Former world nu 1 tennis player teaches Rocky kids tricks

EVONNE Goolagong Cawley achieved her dreams - now she's striving to help others achieve theirs.

The Australian former world No.1 female tennis player has dedicated the past 18 years of her life to the development of indigenous students across the country through the Learn and Legend Program.

After winning 14 grand slam titles and becoming the first indigenous Australian to become a professional international tennis player, Goolagong Cawley said she set her sights on her second dream.

"My first dream was to play and win at Wimbledon and I achieved that dream and since coming back to Australia in 1992, I told my husband I want to create a program that can help other indigenous kids find their dreams and the key I believe is quality education," Goolagong Cawley said.

"I believe they can achieve their dreams if they stay in school and they can find their dreams in school."

Goolagong Cawley joined 75 local indigenous students from around the region at Rockhampton Tennis Centre yesterday and will again today to introduce the Learn and Legend Program through a free tennis clinic.

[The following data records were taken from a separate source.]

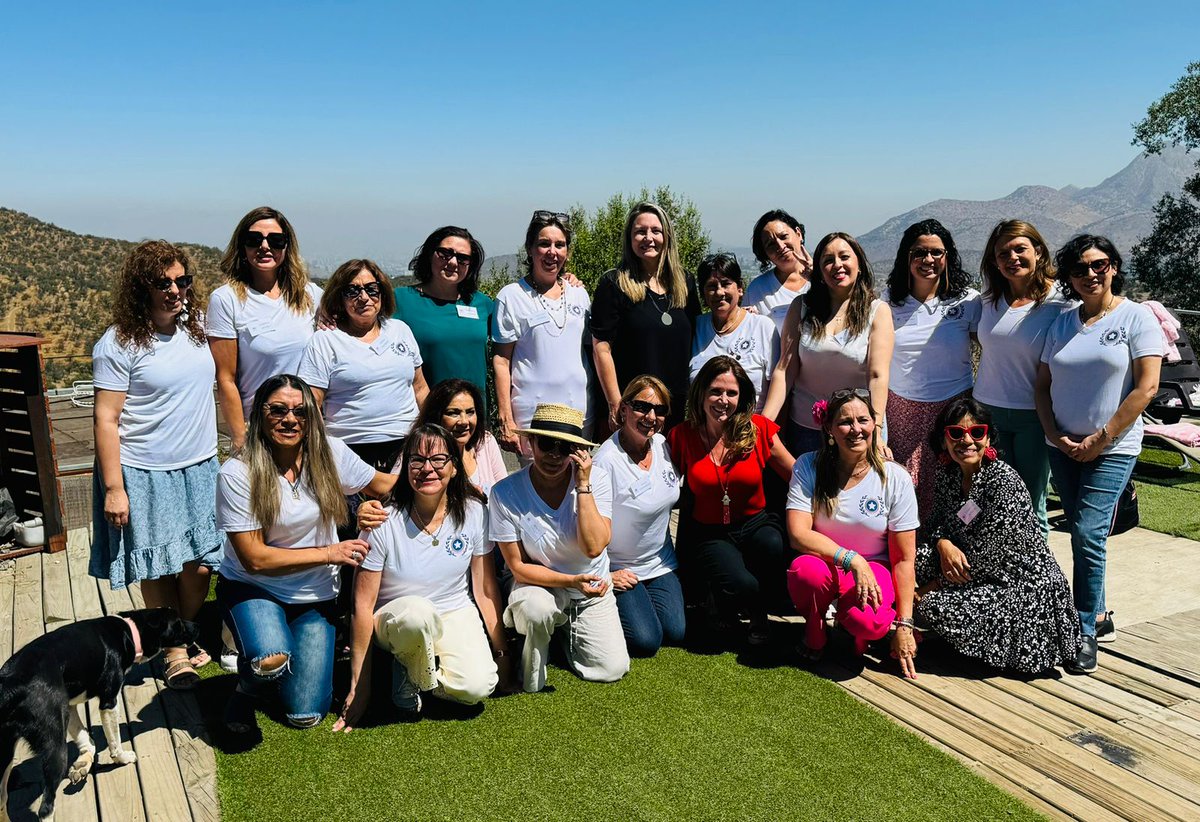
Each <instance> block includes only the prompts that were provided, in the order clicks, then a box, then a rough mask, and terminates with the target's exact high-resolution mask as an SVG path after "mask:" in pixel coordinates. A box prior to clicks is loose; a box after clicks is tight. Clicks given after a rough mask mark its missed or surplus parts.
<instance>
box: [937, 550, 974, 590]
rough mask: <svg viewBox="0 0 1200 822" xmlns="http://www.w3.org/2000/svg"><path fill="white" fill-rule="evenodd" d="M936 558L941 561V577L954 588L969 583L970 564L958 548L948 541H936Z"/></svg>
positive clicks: (970, 567)
mask: <svg viewBox="0 0 1200 822" xmlns="http://www.w3.org/2000/svg"><path fill="white" fill-rule="evenodd" d="M937 556H938V558H940V559H941V560H942V576H944V577H946V578H947V581H949V582H953V583H954V584H956V586H965V584H966V583H968V582H971V563H970V562H967V556H966V554H965V553H962V551H961V550H960V548H959V546H956V545H954V542H952V541H949V540H937Z"/></svg>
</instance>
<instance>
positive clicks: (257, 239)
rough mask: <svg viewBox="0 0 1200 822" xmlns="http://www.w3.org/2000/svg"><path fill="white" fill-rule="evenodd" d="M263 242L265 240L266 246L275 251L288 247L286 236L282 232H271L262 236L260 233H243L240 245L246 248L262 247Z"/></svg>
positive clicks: (286, 247) (287, 235)
mask: <svg viewBox="0 0 1200 822" xmlns="http://www.w3.org/2000/svg"><path fill="white" fill-rule="evenodd" d="M263 240H266V245H269V246H270V247H272V248H275V250H276V251H278V250H280V248H287V247H288V235H287V234H283V233H282V232H271V233H270V234H263V233H262V232H244V233H242V235H241V245H244V246H246V247H247V248H257V247H259V246H260V245H263Z"/></svg>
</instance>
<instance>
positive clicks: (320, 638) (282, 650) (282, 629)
mask: <svg viewBox="0 0 1200 822" xmlns="http://www.w3.org/2000/svg"><path fill="white" fill-rule="evenodd" d="M217 604H218V605H220V607H221V611H222V613H223V614H226V620H227V623H228V624H229V628H230V630H232V631H233V637H234V642H236V644H238V676H239V678H240V680H241V682H240V688H241V690H242V691H245V692H247V694H254V692H257V691H258V690H260V688H262V686H263V684H265V683H275V684H277V685H278V692H280V698H281V701H282V702H283V713H284V714H287V718H288V722H289V724H292V725H293V726H295V727H308V726H311V725H316V724H317V722H319V721H320V720H322V718H323V716H324V715H325V714H326V713H328V712H329V704H330V701H331V700H332V696H334V622H335V617H334V607H335V604H334V600H329V601H328V602H301V604H294V605H293V604H288V602H281V601H280V600H277V599H275V598H274V596H272V595H271V594H269V593H268V592H265V590H263V589H262V588H259V587H257V586H252V584H247V583H245V582H236V581H233V580H227V578H226V577H221V578H220V581H218V583H217ZM278 655H286V656H287V660H286V661H284V662H283V664H282V665H278V666H275V667H272V668H271V670H265V667H264V665H263V662H265V661H269V660H270V658H272V656H278ZM270 661H275V660H270Z"/></svg>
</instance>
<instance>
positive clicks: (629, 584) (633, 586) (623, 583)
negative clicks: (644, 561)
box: [612, 569, 637, 590]
mask: <svg viewBox="0 0 1200 822" xmlns="http://www.w3.org/2000/svg"><path fill="white" fill-rule="evenodd" d="M636 586H637V575H635V574H634V572H632V571H630V570H625V569H622V570H619V571H613V572H612V587H613V588H614V589H616V590H630V589H632V588H635V587H636Z"/></svg>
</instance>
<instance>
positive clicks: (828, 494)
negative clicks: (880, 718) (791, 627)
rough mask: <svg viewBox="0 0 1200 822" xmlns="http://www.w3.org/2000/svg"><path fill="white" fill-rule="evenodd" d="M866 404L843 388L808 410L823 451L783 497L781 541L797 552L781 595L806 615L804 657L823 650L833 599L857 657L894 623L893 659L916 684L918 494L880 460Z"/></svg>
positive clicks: (871, 412)
mask: <svg viewBox="0 0 1200 822" xmlns="http://www.w3.org/2000/svg"><path fill="white" fill-rule="evenodd" d="M870 400H871V395H870V394H869V392H868V391H866V389H846V390H842V391H834V394H833V396H832V397H830V398H829V401H828V402H823V401H818V402H817V403H816V404H815V406H814V409H812V421H814V422H815V424H817V425H818V426H820V427H821V433H822V438H821V448H820V449H817V451H815V452H811V454H805V455H803V456H802V457H800V458H799V460H797V461H796V470H794V473H793V474H792V486H791V488H790V490H788V493H787V534H788V536H790V538H791V540H792V547H794V548H796V550H797V551H799V552H800V556H799V557H797V558H796V560H794V562H792V566H791V569H788V571H787V589H788V592H790V593H791V595H792V601H793V602H796V608H797V611H799V613H800V616H802V617H804V644H805V648H804V649H803V653H804V655H805V656H808V658H809V659H816V658H817V656H820V654H821V652H823V650H824V646H826V640H827V637H826V626H824V613H826V610H827V608H828V607H829V605H830V604H832V602H833V601H834V600H836V601H838V622H839V623H841V625H842V626H844V628H845V629H846V630H847V631H850V634H851V636H853V637H854V650H856V652H857V653H859V654H862V653H864V652H865V650H866V646H868V643H869V642H874V641H875V640H881V638H883V637H884V636H886V635H887V632H888V631H889V630H890V629H892V624H893V622H895V624H896V631H895V636H894V637H893V640H892V655H893V656H894V658H896V659H898V660H899V661H900V668H901V672H902V673H904V676H906V677H908V678H910V679H916V677H917V668H916V665H914V659H916V656H917V642H916V638H914V637H913V623H912V600H913V588H914V587H916V586H914V584H913V580H914V574H913V559H914V556H916V551H917V526H918V522H917V494H916V493H914V492H913V487H912V479H911V478H910V476H908V473H907V472H906V470H905V469H904V467H902V466H900V464H898V463H895V462H887V461H884V460H883V456H882V450H881V449H880V443H878V437H880V430H878V425H877V424H876V419H875V410H874V408H872V407H871V403H870Z"/></svg>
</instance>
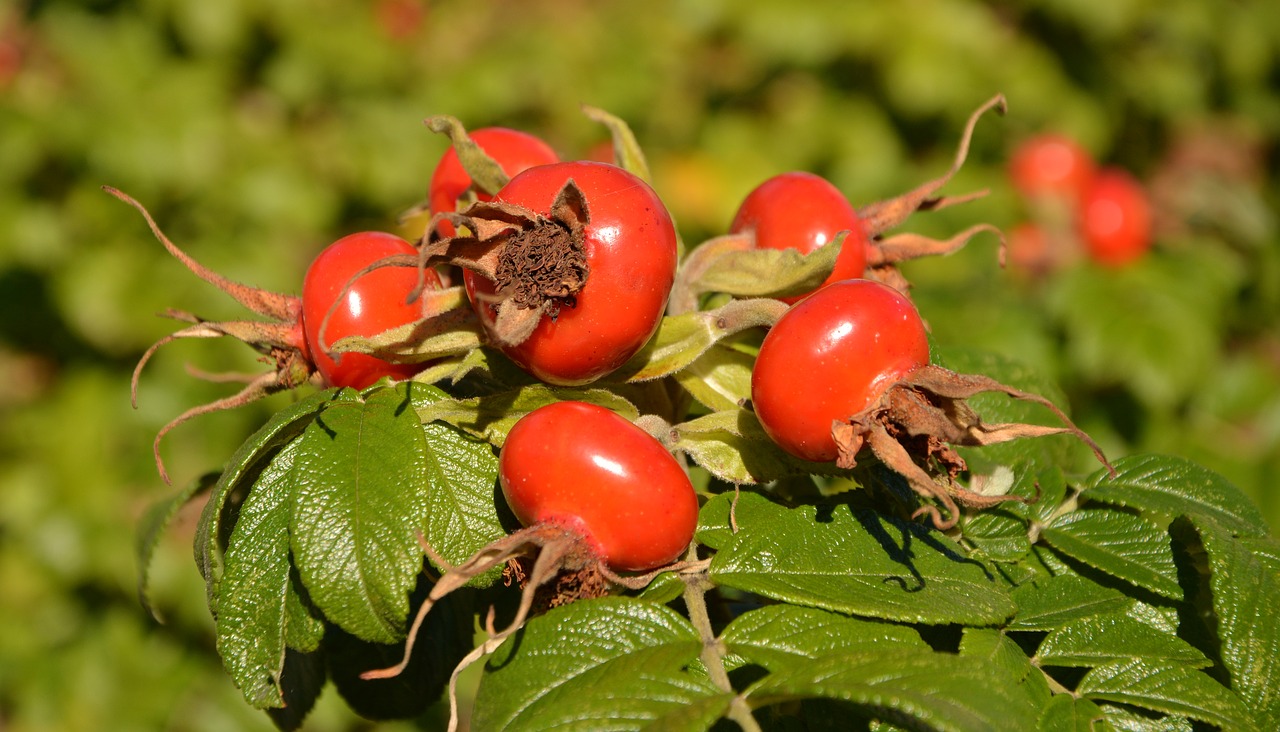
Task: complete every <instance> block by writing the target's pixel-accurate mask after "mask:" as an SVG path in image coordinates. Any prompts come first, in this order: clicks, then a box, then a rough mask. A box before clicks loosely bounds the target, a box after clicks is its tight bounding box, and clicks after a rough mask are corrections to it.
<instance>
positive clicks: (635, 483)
mask: <svg viewBox="0 0 1280 732" xmlns="http://www.w3.org/2000/svg"><path fill="white" fill-rule="evenodd" d="M498 461H499V462H498V475H499V481H500V485H502V493H503V495H504V497H506V499H507V504H508V505H511V509H512V512H515V514H516V517H517V518H518V520H520V522H521V523H522V525H525V526H534V525H536V523H557V525H561V526H564V527H567V529H571V530H573V531H577V532H580V534H582V535H584V536H585V537H586V539H588V540H589V541H591V543H593V544H594V545H595V549H596V552H598V553H599V554H600V557H602V558H603V559H604V562H605V563H607V564H608V566H609V567H612V568H614V569H621V571H644V569H652V568H654V567H660V566H663V564H669V563H671V562H673V561H676V559H678V558H680V555H681V554H682V553H684V550H685V548H686V546H687V545H689V543H690V541H691V540H692V537H694V530H695V529H696V526H698V497H696V494H695V493H694V486H692V484H691V482H690V481H689V476H687V475H686V473H685V471H684V468H682V467H681V466H680V463H677V462H676V459H675V458H673V457H672V456H671V453H668V452H667V449H666V448H664V447H662V443H659V442H658V440H655V439H654V438H653V436H650V435H649V434H648V433H645V431H644V430H641V429H640V427H637V426H635V425H634V424H631V422H628V421H627V420H625V418H622V417H620V416H618V415H616V413H613V412H611V411H609V410H605V408H604V407H598V406H595V404H588V403H582V402H557V403H553V404H548V406H545V407H541V408H538V410H535V411H532V412H530V413H529V415H525V416H524V417H521V420H520V421H517V422H516V425H515V426H513V427H512V429H511V431H509V433H508V434H507V440H506V443H504V444H503V447H502V452H500V454H499V458H498Z"/></svg>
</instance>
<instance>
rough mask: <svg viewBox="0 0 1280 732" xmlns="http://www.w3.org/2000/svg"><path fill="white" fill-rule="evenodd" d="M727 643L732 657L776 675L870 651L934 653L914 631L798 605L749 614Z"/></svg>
mask: <svg viewBox="0 0 1280 732" xmlns="http://www.w3.org/2000/svg"><path fill="white" fill-rule="evenodd" d="M721 640H722V641H723V642H724V645H726V648H727V649H728V650H730V653H733V654H737V655H740V656H742V658H744V659H745V660H748V662H749V663H755V664H759V665H762V667H764V668H767V669H768V671H773V672H777V671H783V669H788V668H794V667H796V665H804V664H806V663H808V662H810V660H813V659H815V658H820V656H824V655H828V654H833V653H837V654H838V653H844V651H850V650H859V649H863V650H865V649H869V648H870V646H874V648H877V649H886V648H915V649H920V650H925V649H928V645H925V642H924V641H923V640H922V639H920V633H918V632H916V631H915V630H914V628H911V627H909V626H900V625H895V623H884V622H877V621H868V619H861V618H851V617H849V616H844V614H840V613H832V612H828V610H819V609H817V608H803V607H797V605H768V607H764V608H760V609H756V610H751V612H749V613H744V614H741V616H739V617H737V618H735V619H733V622H731V623H730V625H728V627H726V628H724V632H723V633H721Z"/></svg>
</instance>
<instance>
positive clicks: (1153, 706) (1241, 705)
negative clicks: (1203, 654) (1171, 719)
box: [1075, 658, 1252, 729]
mask: <svg viewBox="0 0 1280 732" xmlns="http://www.w3.org/2000/svg"><path fill="white" fill-rule="evenodd" d="M1075 691H1076V694H1082V695H1084V696H1085V697H1088V699H1092V700H1094V701H1098V700H1106V701H1117V703H1121V704H1130V705H1133V706H1140V708H1143V709H1152V710H1156V712H1164V713H1166V714H1181V715H1185V717H1190V718H1192V719H1199V720H1202V722H1208V723H1210V724H1217V726H1219V727H1226V728H1230V729H1248V728H1251V727H1252V724H1251V720H1249V714H1248V710H1245V708H1244V705H1243V704H1240V700H1239V697H1236V696H1235V695H1234V694H1231V692H1230V691H1229V690H1228V688H1226V687H1224V686H1222V685H1220V683H1217V682H1216V681H1213V680H1212V678H1210V677H1208V676H1207V674H1206V673H1203V672H1201V671H1196V669H1194V668H1189V667H1185V665H1169V664H1164V663H1156V662H1152V660H1149V659H1146V658H1133V659H1125V660H1117V662H1114V663H1108V664H1106V665H1100V667H1097V668H1094V669H1093V671H1091V672H1088V673H1087V674H1084V678H1082V680H1080V683H1079V685H1078V686H1076V688H1075Z"/></svg>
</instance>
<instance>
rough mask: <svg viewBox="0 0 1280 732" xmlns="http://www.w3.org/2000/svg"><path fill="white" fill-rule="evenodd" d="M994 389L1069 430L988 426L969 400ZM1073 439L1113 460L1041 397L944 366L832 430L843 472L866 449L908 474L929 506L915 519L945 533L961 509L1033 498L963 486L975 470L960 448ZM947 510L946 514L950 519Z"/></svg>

"It's going really well. This is a government-run program called the Learn and Legend Program. Learn, stay in school, get that job and become a legend," she said. "We're taking this program all around Australia and we have for a few years now.

"It's a getting started program run by the Evonne Goolagong Foundation and it's about having fun and hoping they'll have so much fun they'll want to keep playing."

Goolagong Cawley said she and the Learn and Legend coaches would select about six participants from the two-day tennis clinic to join the Learn and Legend Program.

"Not necessarily the best players, but the kid that tries really hard and really wants to help themselves," she said.

"We give them some free coaching lessons and if they attend their lessons and they stay in school, then later on they're introduced to the state camps.

"From there if they still stay in school and attend their lessons, they're introduced to the national camp which is held in the first week of the Australian Open at Monash University in Melbourne."